Oh, they don't understand him. But they really like the cover he gives them for their absurd notions.
When Neitzsche said truth is relative, he meant all truth...including his own...and his method of discovering it. When Liberals say truth is relative, they say it with imperative absolutism. They're a little unclear on the concept, as usual.
When Neitzsche said man is irrational, he meant that the mind is only the cover for the true self which is the bedlam and tumult of the unconscious. He believed that appetite, desire, fear, sentiment and emotion were the true man...and that the conventional discipline that the mind and reason exercised over them was artificial. He did not find this comforting or beneficial.
But Liberals love the idea that what one feels is more authentic than what one thinks. Rational thought, logic, and the ability to reason being the result of serious education, and therefore difficult, Liberals are not fond of them, nor effective practitioners of them.

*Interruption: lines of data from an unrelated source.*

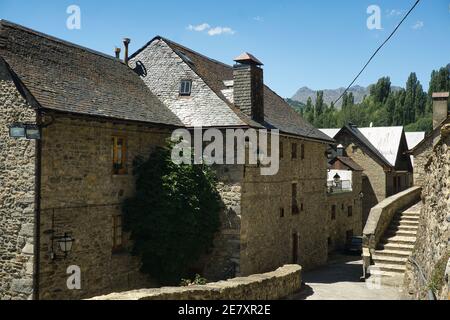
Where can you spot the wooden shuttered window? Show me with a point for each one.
(119, 155)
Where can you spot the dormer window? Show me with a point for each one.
(185, 88)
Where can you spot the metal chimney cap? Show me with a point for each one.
(247, 58)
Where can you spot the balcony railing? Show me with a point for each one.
(339, 187)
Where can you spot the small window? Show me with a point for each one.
(294, 151)
(281, 150)
(295, 209)
(185, 88)
(349, 234)
(119, 156)
(117, 232)
(333, 212)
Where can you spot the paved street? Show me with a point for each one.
(340, 280)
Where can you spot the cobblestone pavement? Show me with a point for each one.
(340, 280)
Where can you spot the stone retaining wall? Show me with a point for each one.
(381, 215)
(269, 286)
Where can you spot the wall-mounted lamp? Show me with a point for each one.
(23, 130)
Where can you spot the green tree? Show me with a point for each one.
(173, 216)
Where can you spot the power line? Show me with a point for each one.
(376, 52)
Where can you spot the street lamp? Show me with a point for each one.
(17, 130)
(22, 130)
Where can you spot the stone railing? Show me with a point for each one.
(269, 286)
(380, 218)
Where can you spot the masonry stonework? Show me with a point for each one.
(17, 194)
(80, 196)
(432, 248)
(345, 222)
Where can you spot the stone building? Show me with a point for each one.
(431, 267)
(74, 119)
(88, 108)
(344, 202)
(381, 152)
(284, 213)
(423, 151)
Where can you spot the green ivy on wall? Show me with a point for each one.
(173, 216)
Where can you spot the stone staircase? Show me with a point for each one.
(396, 247)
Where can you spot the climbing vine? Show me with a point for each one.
(173, 216)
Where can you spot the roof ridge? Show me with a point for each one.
(55, 39)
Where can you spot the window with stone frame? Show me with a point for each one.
(281, 150)
(295, 208)
(294, 151)
(117, 234)
(119, 155)
(185, 88)
(333, 212)
(350, 211)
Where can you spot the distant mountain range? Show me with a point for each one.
(331, 95)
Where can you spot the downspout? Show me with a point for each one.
(37, 210)
(431, 295)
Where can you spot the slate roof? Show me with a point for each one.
(414, 138)
(69, 78)
(348, 162)
(386, 140)
(278, 113)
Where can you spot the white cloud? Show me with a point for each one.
(418, 25)
(199, 28)
(212, 31)
(394, 12)
(220, 30)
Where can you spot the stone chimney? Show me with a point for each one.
(440, 108)
(126, 43)
(248, 86)
(117, 52)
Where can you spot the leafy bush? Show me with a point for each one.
(173, 216)
(198, 281)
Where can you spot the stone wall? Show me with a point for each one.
(432, 247)
(80, 196)
(270, 286)
(382, 214)
(267, 236)
(17, 192)
(374, 180)
(343, 222)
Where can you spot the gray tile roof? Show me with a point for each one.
(65, 77)
(278, 113)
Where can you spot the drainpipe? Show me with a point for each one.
(37, 210)
(431, 295)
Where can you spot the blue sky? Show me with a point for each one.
(319, 44)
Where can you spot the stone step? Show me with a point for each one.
(401, 232)
(399, 240)
(410, 214)
(395, 268)
(405, 227)
(379, 273)
(397, 246)
(386, 259)
(393, 253)
(401, 220)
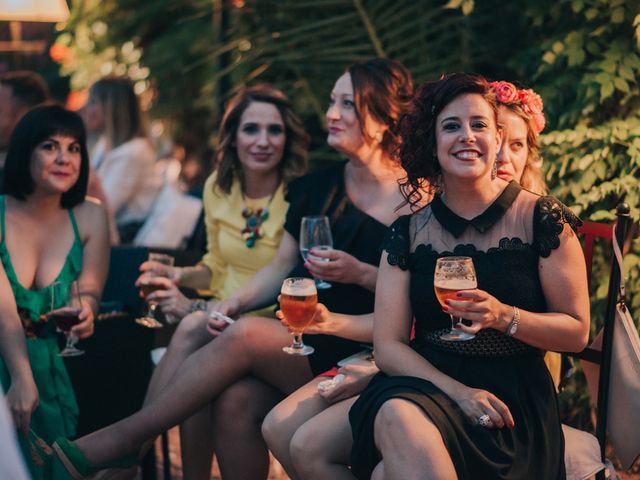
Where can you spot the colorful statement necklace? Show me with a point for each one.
(252, 232)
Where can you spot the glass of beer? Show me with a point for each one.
(298, 300)
(147, 287)
(65, 313)
(452, 275)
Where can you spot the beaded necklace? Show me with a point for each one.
(254, 218)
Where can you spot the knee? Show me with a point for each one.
(191, 332)
(394, 416)
(237, 408)
(306, 452)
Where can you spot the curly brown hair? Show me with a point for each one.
(294, 158)
(418, 130)
(382, 88)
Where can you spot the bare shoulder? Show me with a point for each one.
(91, 215)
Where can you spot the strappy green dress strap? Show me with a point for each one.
(57, 412)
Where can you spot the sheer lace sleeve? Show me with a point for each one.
(549, 218)
(396, 243)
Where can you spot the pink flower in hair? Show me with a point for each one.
(528, 100)
(506, 92)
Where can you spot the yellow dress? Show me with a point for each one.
(231, 262)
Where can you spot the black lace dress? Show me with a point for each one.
(505, 243)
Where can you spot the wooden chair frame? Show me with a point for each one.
(590, 231)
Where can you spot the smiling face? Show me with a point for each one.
(260, 138)
(55, 164)
(467, 137)
(514, 150)
(345, 134)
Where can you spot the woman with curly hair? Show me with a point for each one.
(483, 407)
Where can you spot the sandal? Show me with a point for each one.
(81, 469)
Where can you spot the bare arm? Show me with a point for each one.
(392, 325)
(22, 395)
(353, 327)
(565, 327)
(264, 286)
(94, 230)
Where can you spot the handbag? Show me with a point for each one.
(624, 387)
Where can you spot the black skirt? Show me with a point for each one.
(534, 449)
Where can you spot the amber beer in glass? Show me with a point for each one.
(298, 300)
(452, 275)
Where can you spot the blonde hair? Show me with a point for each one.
(122, 116)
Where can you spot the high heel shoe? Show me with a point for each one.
(80, 468)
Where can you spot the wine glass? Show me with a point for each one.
(149, 319)
(315, 233)
(298, 300)
(66, 306)
(452, 275)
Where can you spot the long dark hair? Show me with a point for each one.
(383, 89)
(418, 150)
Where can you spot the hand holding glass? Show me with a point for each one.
(452, 275)
(315, 233)
(298, 300)
(149, 320)
(67, 314)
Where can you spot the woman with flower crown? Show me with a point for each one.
(320, 446)
(485, 407)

The special bonus is that if authenticity of feeling trumps truth of reason, every man's "authentic" feelings are the equal of every other man's "authentic" feelings. None can be judged more right, good or true. This makes the moron the equal of the genius. Again, this delights Liberals who are more often the former.
The corollary to the idea that there is no universal truth, just the machinations of the artifice of Mind acting on the excrescence of the unconscious, is that all results of such a process are equally valuable because they are equally meaningless. Thus philosophy's traditional obligation to seek the truth and the good and live by them, may be abandoned in preference to conduct more gratifying to the senses or more aggrandizing to the self.
No observer of culture or politics can deny that this is the central pillar of today's Liberalism. Among the epithets most often hurled at Conservatives are those that imply order, certainty, the willingness to discriminate between good and evil, the universality of truth, and fidelity to the good.
The Abyss is the concept of Neitzschean philosophy most misunderstood by the Left. Or perhaps the most ignored. The fundamental reality...the horror that perhaps finally drove Neitzsche into madness was that the foundation of the universe, of being and all creation, was nothing but the black, dead and empty Abyss.
The existential despair caused by such a conclusion must be deep indeed. It dictates that everything is utterly meaningless: all life, love, hope, sacrifice, pain, suffering, joy...
Who would not go mad? Well Liberals of course. They lack the imagination to fathom Neitzsche's Lovecraftian horror. Their only apparent response is relief that there will be no Heavenly Father to judge their earthly sins.
Like children at summer camp, who upon being told that their homes and families have been destroyed, celebrate their good fortune that their misbehavior at camp will not be reported to their parents after all. Incapable of understanding the depths of their own ruin, they dance in the light of the fire consuming their world.
Neitzsche went mad, of course. He was intelligent and reasoned enough to see the implications of his own philosophy. Today's Liberals are not. By chance of time and space and evolution of philosophical thought, they have inherited this bit of modern western philosophy and made it their own without understanding where it came from, what it means, or that there are alternatives.
Perhaps we can save them, by pointing out that if all philosophies are relative, then even those that say all philosophies are relative...are relative...and no more true than any other...
Never mind. They'd never be able to follow the argument.
Neitzsche is dead. Let that be the end of it.